そのため、短期的な視点だけでなく、中長期的な進路を見据えて検討することが重要です。家庭内でしっかり話し合い、現実的なプランを計画しましょう。
3. 住んでいる自治体のルールを事前に確認する
インターナショナルスクールへの入学手続きは、自治体ごとに運用が異なる可能性があります。特に、公立学校の就学猶予や免除に関する手続きは、教育委員会の判断が大きく関わります。
正確な情報を得るためには、居住している市区町村の教育委員会へ直接問い合わせることが重要です。早い段階で相談し、必要な手続きや準備をスムーズに進めましょう。
4. 日本語教育・日本文化のサポート計画を立てる
インターナショナルスクールでは英語を中心とした教育が行われるため、日本語の学習が不足しやすい傾向にあります。そのため、国語や漢字、日本史や社会などが手薄になるケースも少なくありません。
対策として、学外で日常的に日本語に触れる機会を意識的に設けることが有効です。自宅学習等で漢字や国語を補完しながら、バランス良く子どもの学びを支えましょう。
5. 学費の長期的な負担を見通す
インターナショナルスクールでは公立学校と比較して年間の学費が高額になる傾向にあり、小学校段階から通わせる場合は長期間にわたる高額な費用が発生します。この費用負担が10年以上継続するケースも多く、総額では各家庭にとって大きな負担となるケースも少なくありません。英語力の維持や補強のために家庭教師や塾を利用する場合には、さらに追加費用がかかる点にも注意が必要です。
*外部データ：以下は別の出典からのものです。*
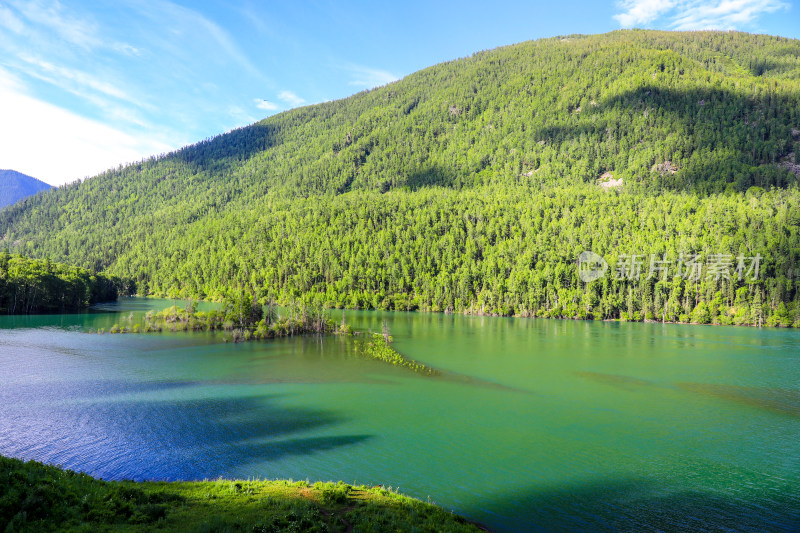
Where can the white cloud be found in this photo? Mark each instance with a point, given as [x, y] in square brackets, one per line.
[641, 11]
[52, 16]
[266, 105]
[369, 77]
[725, 14]
[696, 14]
[10, 21]
[57, 146]
[290, 98]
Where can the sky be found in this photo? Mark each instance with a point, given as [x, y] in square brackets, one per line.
[89, 85]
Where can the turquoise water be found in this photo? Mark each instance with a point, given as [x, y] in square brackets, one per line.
[535, 425]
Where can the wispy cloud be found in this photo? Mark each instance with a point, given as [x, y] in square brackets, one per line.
[290, 98]
[695, 14]
[52, 15]
[266, 105]
[369, 77]
[76, 146]
[642, 11]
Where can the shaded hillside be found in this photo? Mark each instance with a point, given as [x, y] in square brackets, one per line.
[473, 185]
[14, 186]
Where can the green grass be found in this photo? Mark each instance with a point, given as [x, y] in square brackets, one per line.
[38, 497]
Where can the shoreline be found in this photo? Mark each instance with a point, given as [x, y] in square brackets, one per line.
[39, 496]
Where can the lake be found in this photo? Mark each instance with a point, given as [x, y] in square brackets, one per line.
[534, 425]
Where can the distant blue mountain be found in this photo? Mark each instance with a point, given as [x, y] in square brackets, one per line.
[14, 186]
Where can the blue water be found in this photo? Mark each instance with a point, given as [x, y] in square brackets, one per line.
[535, 425]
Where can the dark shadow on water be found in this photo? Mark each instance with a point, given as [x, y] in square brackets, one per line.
[776, 400]
[639, 505]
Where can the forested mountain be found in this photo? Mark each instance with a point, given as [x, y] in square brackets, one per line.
[14, 186]
[474, 185]
[39, 286]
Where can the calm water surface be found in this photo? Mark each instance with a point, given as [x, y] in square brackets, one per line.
[536, 425]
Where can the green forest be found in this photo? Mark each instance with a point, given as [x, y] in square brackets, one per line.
[40, 286]
[473, 186]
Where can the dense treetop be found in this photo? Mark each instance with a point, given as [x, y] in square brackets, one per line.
[473, 185]
[40, 286]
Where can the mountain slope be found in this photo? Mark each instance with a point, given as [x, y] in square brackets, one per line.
[473, 185]
[14, 186]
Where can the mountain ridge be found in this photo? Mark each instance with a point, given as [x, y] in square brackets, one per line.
[699, 118]
[14, 186]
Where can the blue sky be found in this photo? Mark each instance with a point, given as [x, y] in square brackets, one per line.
[87, 85]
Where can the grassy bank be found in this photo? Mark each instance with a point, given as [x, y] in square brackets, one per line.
[37, 497]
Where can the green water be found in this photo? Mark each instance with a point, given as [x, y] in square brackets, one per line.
[535, 425]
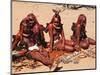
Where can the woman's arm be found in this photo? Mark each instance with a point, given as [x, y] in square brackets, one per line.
[50, 28]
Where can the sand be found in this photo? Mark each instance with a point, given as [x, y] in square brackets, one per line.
[44, 14]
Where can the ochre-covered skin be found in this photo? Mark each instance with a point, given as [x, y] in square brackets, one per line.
[30, 31]
[79, 33]
[55, 29]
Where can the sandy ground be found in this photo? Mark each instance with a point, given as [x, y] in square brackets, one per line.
[44, 14]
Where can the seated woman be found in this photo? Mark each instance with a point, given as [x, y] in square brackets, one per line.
[79, 33]
[30, 32]
[56, 33]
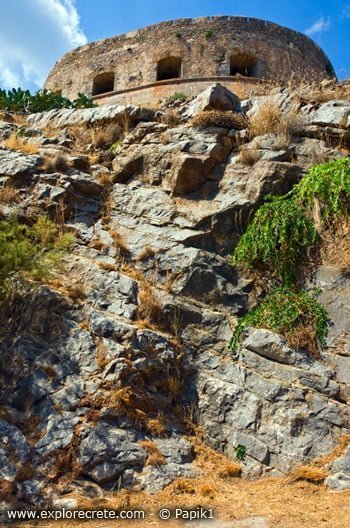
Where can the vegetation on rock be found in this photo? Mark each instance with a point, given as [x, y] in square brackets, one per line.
[282, 310]
[18, 100]
[282, 233]
[29, 252]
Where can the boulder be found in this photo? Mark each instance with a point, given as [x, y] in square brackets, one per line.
[332, 113]
[216, 97]
[85, 116]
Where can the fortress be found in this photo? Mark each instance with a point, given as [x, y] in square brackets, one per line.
[186, 56]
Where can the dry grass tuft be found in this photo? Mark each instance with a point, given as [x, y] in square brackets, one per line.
[171, 118]
[155, 457]
[220, 119]
[120, 245]
[321, 92]
[249, 156]
[76, 290]
[149, 308]
[9, 195]
[304, 336]
[101, 355]
[57, 163]
[269, 118]
[105, 179]
[155, 426]
[229, 469]
[146, 254]
[98, 244]
[15, 142]
[309, 473]
[107, 266]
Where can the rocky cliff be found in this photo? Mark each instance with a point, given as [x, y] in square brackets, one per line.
[113, 366]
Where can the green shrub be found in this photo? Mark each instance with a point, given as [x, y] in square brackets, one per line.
[240, 452]
[18, 100]
[177, 96]
[283, 229]
[282, 311]
[29, 252]
[277, 238]
[328, 185]
[116, 146]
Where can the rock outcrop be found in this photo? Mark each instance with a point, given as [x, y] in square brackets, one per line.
[131, 342]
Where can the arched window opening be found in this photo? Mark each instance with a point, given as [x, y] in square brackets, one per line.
[103, 83]
[243, 64]
[169, 68]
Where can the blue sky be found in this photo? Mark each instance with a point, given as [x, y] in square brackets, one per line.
[35, 33]
[327, 20]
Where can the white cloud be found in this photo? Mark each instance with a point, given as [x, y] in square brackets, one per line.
[33, 35]
[346, 11]
[322, 24]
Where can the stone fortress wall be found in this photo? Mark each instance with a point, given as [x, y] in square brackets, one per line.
[185, 55]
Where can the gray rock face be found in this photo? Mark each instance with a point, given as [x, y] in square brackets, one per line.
[147, 336]
[14, 450]
[273, 402]
[67, 117]
[332, 113]
[15, 164]
[106, 451]
[216, 97]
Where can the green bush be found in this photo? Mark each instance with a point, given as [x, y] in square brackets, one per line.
[277, 241]
[327, 185]
[282, 311]
[177, 96]
[18, 100]
[29, 252]
[283, 229]
[277, 238]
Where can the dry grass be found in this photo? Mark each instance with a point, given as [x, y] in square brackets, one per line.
[149, 308]
[229, 469]
[297, 504]
[107, 266]
[98, 136]
[15, 142]
[249, 156]
[309, 473]
[172, 385]
[219, 119]
[155, 426]
[321, 92]
[101, 355]
[304, 336]
[335, 248]
[9, 195]
[56, 163]
[338, 451]
[77, 291]
[171, 118]
[105, 179]
[155, 457]
[120, 246]
[165, 138]
[98, 244]
[269, 118]
[146, 254]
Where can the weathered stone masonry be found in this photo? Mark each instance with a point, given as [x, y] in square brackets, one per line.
[158, 59]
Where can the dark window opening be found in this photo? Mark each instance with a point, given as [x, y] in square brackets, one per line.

インターナショナルスクールに通わせる前に、通学に伴う交通費や教材費なども含めた全体のコストを事前に試算しておき、無理のない資金計画を立てて、子どもへの継続的な学びの環境を支えましょう。
まとめ

インターナショナルスクールと義務教育の関係は、国籍や学校の法的区分によって大きく異なります。
「義務教育はどうなるのか」、「日本の学校と両立できるのか」といった疑問は多くの保護者が抱えるものですが、その答えは一律ではありません。
お住まいの自治体や入学する学校ごとに定められた制度や対応方針によっても状況が変わるため、正確な情報を得ることが重要です。最も確実な方法は、実際にスクールを訪問し、教育内容や制度面について直接確認することです。